Heat Things Up: Preheat your oven to a toasty 425°F (218°C).
Boil 'Em Tender: Fill a large pot with water, add 2 teaspoons of sea salt, and bring it to a rolling boil. Carefully drop in your Brussels sprouts and let them simmer for about 8-10 minutes. They should be tender enough for a knife to slide in easily, but not mushy. Quickly drain them, rinse under cold water, and pat them really dry with paper towels – this helps them get extra crispy!
Season & Toss: In a big bowl, drizzle the boiled sprouts with olive oil. Sprinkle in the garlic powder, the remaining 1/2 teaspoon of sea salt, and cayenne pepper. Give them a good toss to coat evenly. Now, add 5 tablespoons of the Parmesan cheese and toss again until every sprout is happy.
Smash Time: Lightly grease a large baking sheet with oil or cooking spray.

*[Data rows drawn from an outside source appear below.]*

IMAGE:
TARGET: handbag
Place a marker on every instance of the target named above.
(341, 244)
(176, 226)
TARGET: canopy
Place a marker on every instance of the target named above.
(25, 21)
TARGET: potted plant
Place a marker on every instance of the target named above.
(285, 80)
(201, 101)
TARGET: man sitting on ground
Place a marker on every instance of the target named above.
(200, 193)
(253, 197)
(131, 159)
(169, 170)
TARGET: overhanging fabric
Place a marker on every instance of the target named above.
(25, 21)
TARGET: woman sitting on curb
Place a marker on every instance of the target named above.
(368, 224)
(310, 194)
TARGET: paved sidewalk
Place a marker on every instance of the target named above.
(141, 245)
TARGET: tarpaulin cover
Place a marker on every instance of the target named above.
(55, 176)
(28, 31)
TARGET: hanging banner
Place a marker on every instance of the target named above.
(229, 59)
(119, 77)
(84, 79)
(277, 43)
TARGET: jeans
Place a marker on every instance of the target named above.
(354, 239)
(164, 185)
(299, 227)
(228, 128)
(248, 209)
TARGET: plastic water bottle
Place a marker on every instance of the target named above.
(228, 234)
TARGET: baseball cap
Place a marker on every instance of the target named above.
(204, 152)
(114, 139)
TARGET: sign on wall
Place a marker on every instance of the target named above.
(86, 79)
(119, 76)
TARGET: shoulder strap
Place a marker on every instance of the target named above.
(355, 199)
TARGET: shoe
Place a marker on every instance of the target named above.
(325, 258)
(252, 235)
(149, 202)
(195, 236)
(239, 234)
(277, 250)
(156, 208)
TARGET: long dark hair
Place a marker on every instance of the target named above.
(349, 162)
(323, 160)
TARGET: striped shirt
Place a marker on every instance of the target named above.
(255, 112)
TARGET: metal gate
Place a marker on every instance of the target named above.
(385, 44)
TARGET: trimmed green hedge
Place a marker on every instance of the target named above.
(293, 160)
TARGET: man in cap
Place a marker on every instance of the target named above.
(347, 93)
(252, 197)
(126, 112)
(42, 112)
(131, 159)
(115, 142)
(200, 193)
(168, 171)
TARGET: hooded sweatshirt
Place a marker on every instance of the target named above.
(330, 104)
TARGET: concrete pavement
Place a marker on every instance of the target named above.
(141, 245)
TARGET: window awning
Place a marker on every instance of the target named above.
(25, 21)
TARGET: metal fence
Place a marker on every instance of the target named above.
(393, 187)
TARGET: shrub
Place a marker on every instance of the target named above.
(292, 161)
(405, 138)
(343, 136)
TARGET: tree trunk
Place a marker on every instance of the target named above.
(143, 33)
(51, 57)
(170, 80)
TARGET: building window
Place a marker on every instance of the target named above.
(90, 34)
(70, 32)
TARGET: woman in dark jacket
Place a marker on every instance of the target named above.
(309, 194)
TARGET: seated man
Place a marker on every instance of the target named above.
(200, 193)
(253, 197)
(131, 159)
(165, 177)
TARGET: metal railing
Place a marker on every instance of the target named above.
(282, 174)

Arrange your seasoned sprouts in a single layer, making sure they have some room to breathe (about 1.5-2 inches apart). Grab the bottom of a sturdy glass or mason jar and gently but firmly press down on each sprout to flatten it. Fun, right?
Cheesy Topping (Optional): If you're using it, sprinkle the remaining 3 tablespoons of grated Parmesan cheese right over your smashed sprouts. This creates an extra golden crust!
Roast to Perfection: Pop the baking sheet into your preheated oven. Roast for 25-30 minutes, making sure to flip them halfway through so both sides get beautifully golden and super crispy. Keep an eye on them – you want them browned, not burnt! Serve hot and enjoy your healthy, crunchy side!